Publié le 09/09/2010
Le statut du stagiaire a beaucoup évolué ces dernières années. L’Etat a en effet pris conscience de l’absence de statut des stagiaires et a souhaité encadrer d’avantage les stages en entreprise.
Un stage a vocation à compléter une formation théorique grâce à une expérience pratique. Cette expérience professionnelle doit également être formatrice pour le stagiaire.
L'absence de formation par l'entreprise et l'affectation du stagiaire aux taches « normales » d'un véritable emploi constituent en effet de requalification de la convention de stage en contrat de travail. Dans ce cas, le stagiaire devra être considéré comme un salarié.
Il est donc impératif de prendre en considération cette obligation : former le stagiaire.
Les stages en entreprise doivent obligatoirement faire l'objet d'une convention, à l'exception des stages des moins de 16 ans et de ceux réalisés dans le cadre de la formation professionnelle continue.
La convention de stage doit être obligatoirement écrite. Elle est conclue entre l'entreprise, le stagiaire et l'établissement d'enseignement supérieur.
Outre cette convention de stage, l'employeur n'est tenu à aucune formalité ou démarche préalable particulière.
Il n'est pas nécessaire de procéder à une déclaration préalable à l'embauche ni à une déclaration unique d'embauche (DUE). De même, l'employeur n'est pas tenu d'inscrire le stagiaire sur le registre du personnel puisque ce dernier ne fait pas partie des effectifs, et aucune visite médicale n'est requise.
Le stagiaire ne reçoit pas un salaire puisqu'il n'est pas salarié. On parle couramment d'indemnité de stage ou de gratification.
L'obligation de verser une gratification au stagiaire ne concerne que les stages de 2 mois ou plus.
Le montant de la gratification minimale est établi par la convention de branche ou par un accord interprofessionnel étendu qui régit l'entreprise.
A défaut de convention de branche ou d'accord interprofessionnel se prononçant sur ce point, la loi impose une gratification minimum légale.
Gratification minimum de stage fixée par la loi en l'absence de convention de branche ou d'accord interprofessionnel la déterminant :
Le montant minimum de la gratification pour les stages de 2 mois et plus est fixé à :
12,5 % du plafond horaire de la Sécurité. Sociale.

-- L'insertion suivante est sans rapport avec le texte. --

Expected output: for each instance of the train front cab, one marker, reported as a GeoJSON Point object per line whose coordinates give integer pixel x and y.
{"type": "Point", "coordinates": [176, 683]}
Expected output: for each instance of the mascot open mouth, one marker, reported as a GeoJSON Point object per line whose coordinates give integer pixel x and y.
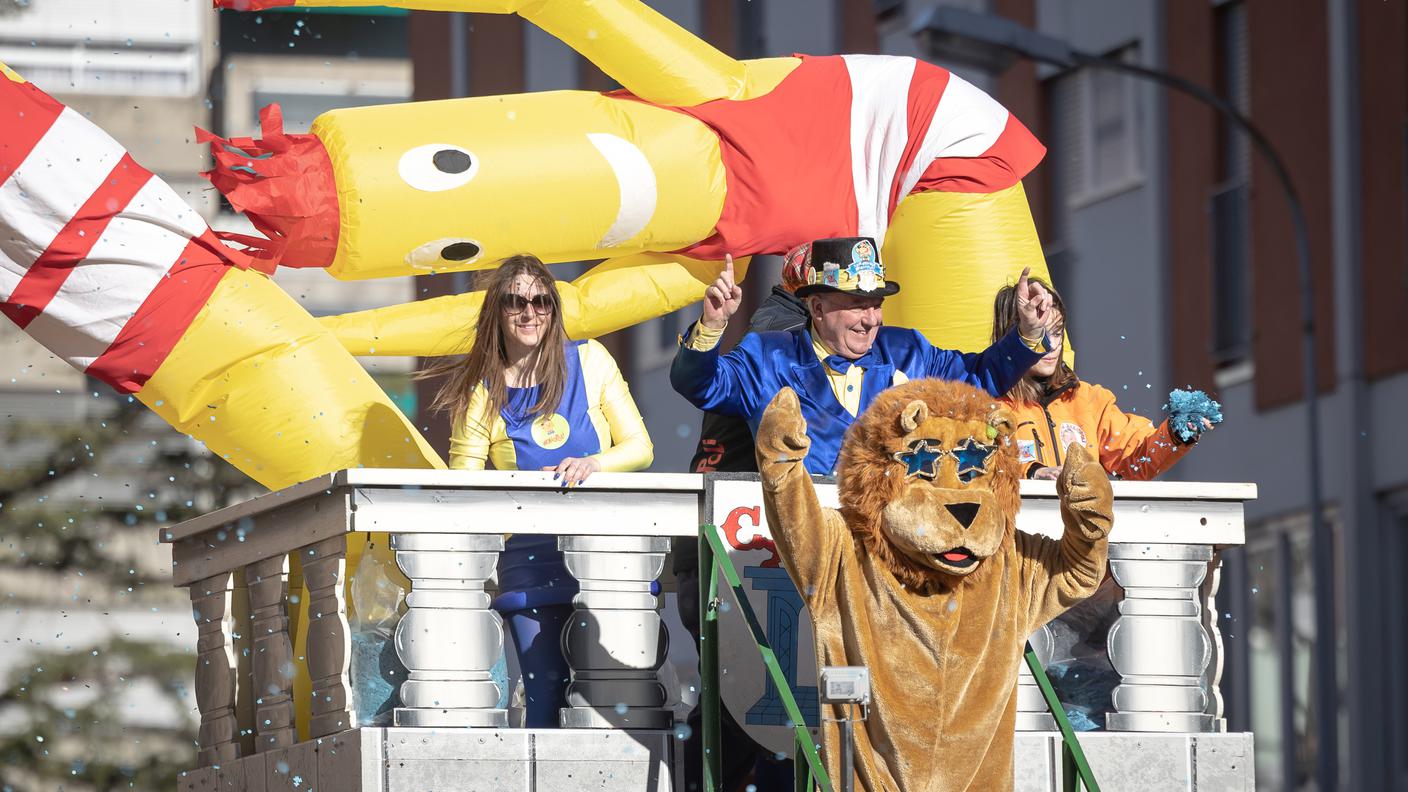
{"type": "Point", "coordinates": [958, 558]}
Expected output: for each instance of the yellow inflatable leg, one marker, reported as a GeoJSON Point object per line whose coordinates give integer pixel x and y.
{"type": "Point", "coordinates": [268, 389]}
{"type": "Point", "coordinates": [272, 392]}
{"type": "Point", "coordinates": [951, 252]}
{"type": "Point", "coordinates": [638, 47]}
{"type": "Point", "coordinates": [610, 296]}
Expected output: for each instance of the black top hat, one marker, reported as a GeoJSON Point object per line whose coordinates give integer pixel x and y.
{"type": "Point", "coordinates": [848, 265]}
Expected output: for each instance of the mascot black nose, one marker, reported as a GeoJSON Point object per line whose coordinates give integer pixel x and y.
{"type": "Point", "coordinates": [963, 512]}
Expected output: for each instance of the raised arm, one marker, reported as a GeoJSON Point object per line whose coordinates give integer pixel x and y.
{"type": "Point", "coordinates": [1059, 574]}
{"type": "Point", "coordinates": [994, 369]}
{"type": "Point", "coordinates": [472, 434]}
{"type": "Point", "coordinates": [808, 539]}
{"type": "Point", "coordinates": [1131, 446]}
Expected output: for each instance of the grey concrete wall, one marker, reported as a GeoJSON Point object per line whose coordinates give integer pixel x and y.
{"type": "Point", "coordinates": [1115, 283]}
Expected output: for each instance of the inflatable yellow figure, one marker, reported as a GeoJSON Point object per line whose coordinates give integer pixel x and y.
{"type": "Point", "coordinates": [701, 155]}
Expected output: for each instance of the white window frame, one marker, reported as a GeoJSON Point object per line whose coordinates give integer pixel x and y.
{"type": "Point", "coordinates": [114, 69]}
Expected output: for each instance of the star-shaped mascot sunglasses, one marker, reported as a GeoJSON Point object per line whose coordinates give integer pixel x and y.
{"type": "Point", "coordinates": [924, 457]}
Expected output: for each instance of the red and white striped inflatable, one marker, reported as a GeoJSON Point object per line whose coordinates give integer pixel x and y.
{"type": "Point", "coordinates": [100, 261]}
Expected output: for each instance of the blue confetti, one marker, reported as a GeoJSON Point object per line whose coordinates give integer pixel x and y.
{"type": "Point", "coordinates": [1186, 412]}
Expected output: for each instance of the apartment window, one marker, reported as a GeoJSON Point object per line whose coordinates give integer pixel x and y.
{"type": "Point", "coordinates": [1100, 116]}
{"type": "Point", "coordinates": [1397, 637]}
{"type": "Point", "coordinates": [654, 343]}
{"type": "Point", "coordinates": [1229, 206]}
{"type": "Point", "coordinates": [118, 69]}
{"type": "Point", "coordinates": [1281, 639]}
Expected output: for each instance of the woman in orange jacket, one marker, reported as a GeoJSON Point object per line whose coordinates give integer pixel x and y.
{"type": "Point", "coordinates": [1053, 409]}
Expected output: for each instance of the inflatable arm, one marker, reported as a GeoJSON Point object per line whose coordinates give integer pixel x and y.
{"type": "Point", "coordinates": [107, 267]}
{"type": "Point", "coordinates": [610, 296]}
{"type": "Point", "coordinates": [646, 52]}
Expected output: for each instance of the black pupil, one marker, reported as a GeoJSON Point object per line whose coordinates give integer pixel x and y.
{"type": "Point", "coordinates": [451, 161]}
{"type": "Point", "coordinates": [459, 251]}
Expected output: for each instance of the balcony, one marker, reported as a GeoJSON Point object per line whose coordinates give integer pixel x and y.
{"type": "Point", "coordinates": [1165, 732]}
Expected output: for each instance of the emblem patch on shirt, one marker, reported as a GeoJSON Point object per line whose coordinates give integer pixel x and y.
{"type": "Point", "coordinates": [1070, 433]}
{"type": "Point", "coordinates": [551, 431]}
{"type": "Point", "coordinates": [1025, 451]}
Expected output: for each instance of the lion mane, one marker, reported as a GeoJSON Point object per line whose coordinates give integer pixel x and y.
{"type": "Point", "coordinates": [868, 475]}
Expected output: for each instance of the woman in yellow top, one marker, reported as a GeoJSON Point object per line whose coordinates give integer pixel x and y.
{"type": "Point", "coordinates": [525, 398]}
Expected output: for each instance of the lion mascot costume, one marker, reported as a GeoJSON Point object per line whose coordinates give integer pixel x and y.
{"type": "Point", "coordinates": [922, 577]}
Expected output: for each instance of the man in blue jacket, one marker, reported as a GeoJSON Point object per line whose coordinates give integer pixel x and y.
{"type": "Point", "coordinates": [846, 357]}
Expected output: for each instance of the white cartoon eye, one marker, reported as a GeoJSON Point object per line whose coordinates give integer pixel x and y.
{"type": "Point", "coordinates": [437, 166]}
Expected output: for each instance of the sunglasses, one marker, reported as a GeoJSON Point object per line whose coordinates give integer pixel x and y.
{"type": "Point", "coordinates": [922, 458]}
{"type": "Point", "coordinates": [516, 305]}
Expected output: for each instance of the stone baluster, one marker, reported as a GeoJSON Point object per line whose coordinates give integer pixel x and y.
{"type": "Point", "coordinates": [218, 736]}
{"type": "Point", "coordinates": [330, 639]}
{"type": "Point", "coordinates": [1160, 644]}
{"type": "Point", "coordinates": [268, 584]}
{"type": "Point", "coordinates": [1212, 677]}
{"type": "Point", "coordinates": [616, 641]}
{"type": "Point", "coordinates": [448, 637]}
{"type": "Point", "coordinates": [1032, 713]}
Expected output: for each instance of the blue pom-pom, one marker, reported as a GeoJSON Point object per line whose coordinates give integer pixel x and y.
{"type": "Point", "coordinates": [1186, 413]}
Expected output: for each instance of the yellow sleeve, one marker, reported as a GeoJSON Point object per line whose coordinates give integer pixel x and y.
{"type": "Point", "coordinates": [630, 444]}
{"type": "Point", "coordinates": [703, 338]}
{"type": "Point", "coordinates": [469, 438]}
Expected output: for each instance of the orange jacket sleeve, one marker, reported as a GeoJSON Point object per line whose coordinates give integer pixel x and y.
{"type": "Point", "coordinates": [1131, 446]}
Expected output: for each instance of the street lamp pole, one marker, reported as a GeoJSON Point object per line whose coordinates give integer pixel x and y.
{"type": "Point", "coordinates": [993, 42]}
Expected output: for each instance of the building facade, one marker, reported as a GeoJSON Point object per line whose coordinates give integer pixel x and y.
{"type": "Point", "coordinates": [1172, 243]}
{"type": "Point", "coordinates": [1172, 238]}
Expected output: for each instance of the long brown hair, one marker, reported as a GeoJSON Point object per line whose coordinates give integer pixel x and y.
{"type": "Point", "coordinates": [1006, 317]}
{"type": "Point", "coordinates": [487, 357]}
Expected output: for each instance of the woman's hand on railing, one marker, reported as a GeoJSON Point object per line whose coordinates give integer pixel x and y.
{"type": "Point", "coordinates": [575, 469]}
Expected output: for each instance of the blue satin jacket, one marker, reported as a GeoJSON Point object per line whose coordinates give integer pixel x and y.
{"type": "Point", "coordinates": [744, 381]}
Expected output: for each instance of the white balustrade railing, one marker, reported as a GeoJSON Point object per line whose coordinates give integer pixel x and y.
{"type": "Point", "coordinates": [448, 527]}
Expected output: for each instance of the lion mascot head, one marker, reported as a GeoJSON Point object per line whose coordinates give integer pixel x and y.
{"type": "Point", "coordinates": [928, 481]}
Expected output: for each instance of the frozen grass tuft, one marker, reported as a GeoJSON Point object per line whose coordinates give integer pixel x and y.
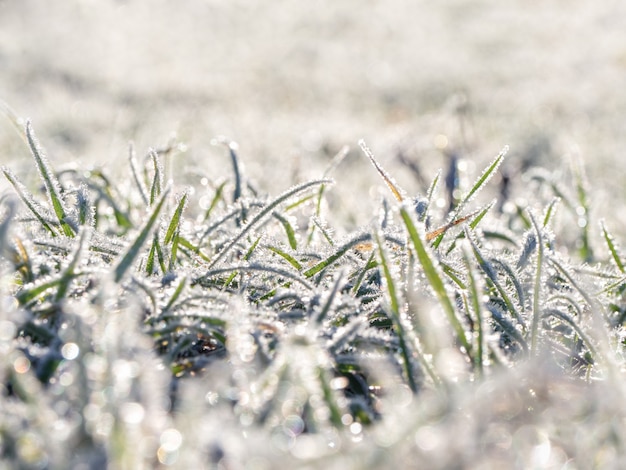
{"type": "Point", "coordinates": [139, 330]}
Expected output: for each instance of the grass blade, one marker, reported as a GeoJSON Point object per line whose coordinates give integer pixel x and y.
{"type": "Point", "coordinates": [395, 314]}
{"type": "Point", "coordinates": [264, 212]}
{"type": "Point", "coordinates": [613, 248]}
{"type": "Point", "coordinates": [483, 179]}
{"type": "Point", "coordinates": [337, 254]}
{"type": "Point", "coordinates": [291, 233]}
{"type": "Point", "coordinates": [157, 181]}
{"type": "Point", "coordinates": [475, 295]}
{"type": "Point", "coordinates": [286, 256]}
{"type": "Point", "coordinates": [393, 186]}
{"type": "Point", "coordinates": [135, 171]}
{"type": "Point", "coordinates": [28, 199]}
{"type": "Point", "coordinates": [175, 222]}
{"type": "Point", "coordinates": [536, 314]}
{"type": "Point", "coordinates": [133, 251]}
{"type": "Point", "coordinates": [50, 182]}
{"type": "Point", "coordinates": [435, 280]}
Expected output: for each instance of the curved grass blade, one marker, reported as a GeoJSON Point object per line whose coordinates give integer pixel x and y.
{"type": "Point", "coordinates": [50, 182]}
{"type": "Point", "coordinates": [435, 280]}
{"type": "Point", "coordinates": [264, 212]}
{"type": "Point", "coordinates": [133, 251]}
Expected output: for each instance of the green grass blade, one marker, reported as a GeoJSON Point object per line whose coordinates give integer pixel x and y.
{"type": "Point", "coordinates": [286, 256]}
{"type": "Point", "coordinates": [29, 201]}
{"type": "Point", "coordinates": [219, 191]}
{"type": "Point", "coordinates": [431, 270]}
{"type": "Point", "coordinates": [570, 321]}
{"type": "Point", "coordinates": [175, 222]}
{"type": "Point", "coordinates": [537, 311]}
{"type": "Point", "coordinates": [395, 313]}
{"type": "Point", "coordinates": [550, 211]}
{"type": "Point", "coordinates": [342, 250]}
{"type": "Point", "coordinates": [133, 251]}
{"type": "Point", "coordinates": [474, 292]}
{"type": "Point", "coordinates": [483, 179]}
{"type": "Point", "coordinates": [262, 214]}
{"type": "Point", "coordinates": [173, 252]}
{"type": "Point", "coordinates": [389, 181]}
{"type": "Point", "coordinates": [157, 180]}
{"type": "Point", "coordinates": [69, 272]}
{"type": "Point", "coordinates": [50, 182]}
{"type": "Point", "coordinates": [327, 307]}
{"type": "Point", "coordinates": [289, 230]}
{"type": "Point", "coordinates": [613, 248]}
{"type": "Point", "coordinates": [135, 172]}
{"type": "Point", "coordinates": [491, 273]}
{"type": "Point", "coordinates": [254, 268]}
{"type": "Point", "coordinates": [179, 289]}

Soit 417,09 € pour 1 mois de stage à 35 H
Dans cette limite, la gratification de stage est exonérée de cotisations de sécurité sociale pour l'employeur et le stagiaire
Pas de gratification minimum pour les stages inférieurs à 2 mois. La gratification est donc facultative.
Il est possible pour l'employeur de verser la gratification en une seule fois à la fin du stage. Il est conseillé de prévoir cette modalité de paiement dans la convention de stage.
Tant que la gratification (quelle soit obligatoire ou facultative) ne dépasse pas le seuil de
12,5 % du plafond horaire de la Sécurité Sociale, elle est exonérée de cotisations de Sécurité Sociale pour l'employeur et pour le stagiaire.
Lorsque la gratification est supérieure (la rémunération horaire du stagiaire est alors supérieure à 12,5 % du plafond de la Sécurisation Sociale c'est-à-dire supérieure à 22 € pour l'année 2010), les cotisations sociales devant être versées ne concernent que la seule fraction de la gratification excédant ce seuil.
La CSG et la CRDS ne sont pas dues, ainsi que les cotisations dues au titre des régimes de chômage ou de retraite complémentaire.
Que le stage en entreprise soit obligatoire ou non, les stagiaires sont couverts contre les risques liés aux accidents du travail, de trajet ou aux maladies professionnelles.